I'm using Proxmox, but I've read great things about incus. Any thoughts?

[–] catloaf@lemm.ee 1 points 1 week ago

It's designed for container orchestration, I think. I tried setting up a regular VM and it wasn't smooth.

[–] some_guy@lemmy.sdf.org 30 points 1 week ago

Broadcom are dicks.

Similarly, users online have reported receiving cease-and-desist letters even though they haven't issued updates since losing VMware support. One user on Spiceworks’ community forum reported receiving such a letter even though they migrated off of VMware and to Proxmox.

I switched to proxmox last summer and found it quite nice.

[–] RonnyZittledong@lemmy.world 29 points 1 week ago (1 children)

You know you are a lovely business when your customers don't use you because they like your product but rather because they feel trapped.

[–] bluGill@fedia.io 2 points 1 week ago

There are many options. the money you send braodcomm would make the option source options really good in not long. But that means a vision and investment for the future.

[–] partial_accumen@lemmy.world 27 points 1 week ago
[–] albert180@piefed.social 23 points 1 week ago (2 children)

Some customers of Members IT Group, a managed services provider (MSP) in Canada, have received this letter, despite not receiving VMware updates since their support contracts expired, CTO Dean Colpitts told Ars. One customer, he said, received a letter six days after their support contract expired.

They will for sure push an automatic update after this and sue.

The ORACLE Way

[–] kautau@lemmy.world 10 points 1 week ago

Oh ORACLE

One Rich Asshole Called Larry Ellison

[–] KairuByte@lemmy.dbzer0.com 2 points 1 week ago (1 children)

I dont see how that could be legal.

[–] albert180@piefed.social 6 points 1 week ago

Microsoft did label a Windows Server Upgrade accidentally as a security patch once, causing Servers to upgrade, thus requiring a new license

https://www.theregister.com/2024/11/08/windows_2025_surprise_install/

[–] slazer2au@lemmy.world 17 points 1 week ago (1 children)

Thats a bit heavy handed of Broadcom. But it shouldn't be a shock.

With them suing att and Siemens about licensing stuff no doubt the are going to go after smaller orgs too hoping the thread of the suit will force them to buy licensing.
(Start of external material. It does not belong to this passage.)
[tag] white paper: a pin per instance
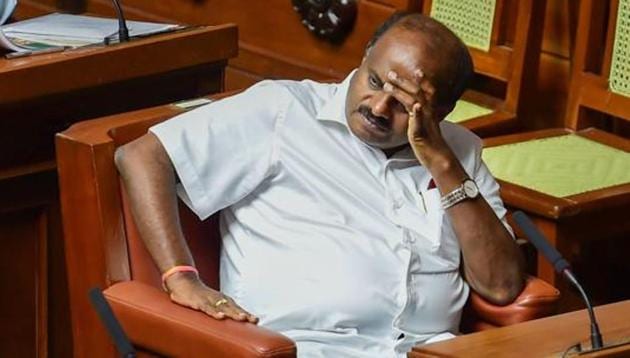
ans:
(6, 9)
(90, 28)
[–] MudMan@fedia.io 10 points 1 week ago (1 children)

I am confused. How can you accidentally push a patch you have no license to acquire?

[–] catloaf@lemm.ee 9 points 1 week ago

You can't. This is a scare tactic.

[–] sunzu2@thebrainbin.org 9 points 1 week ago

These licensing deals are cancer. Just parasites trying to leech lol

Fuck em. Foss as much as possible, donate if you got cash to spare. Never pay your oppressors folks!

[–] bajabound@lemmy.world 1 points 1 week ago

Sounds like Kaseya should look into purchasing Broadcom. Their strategies seem to align.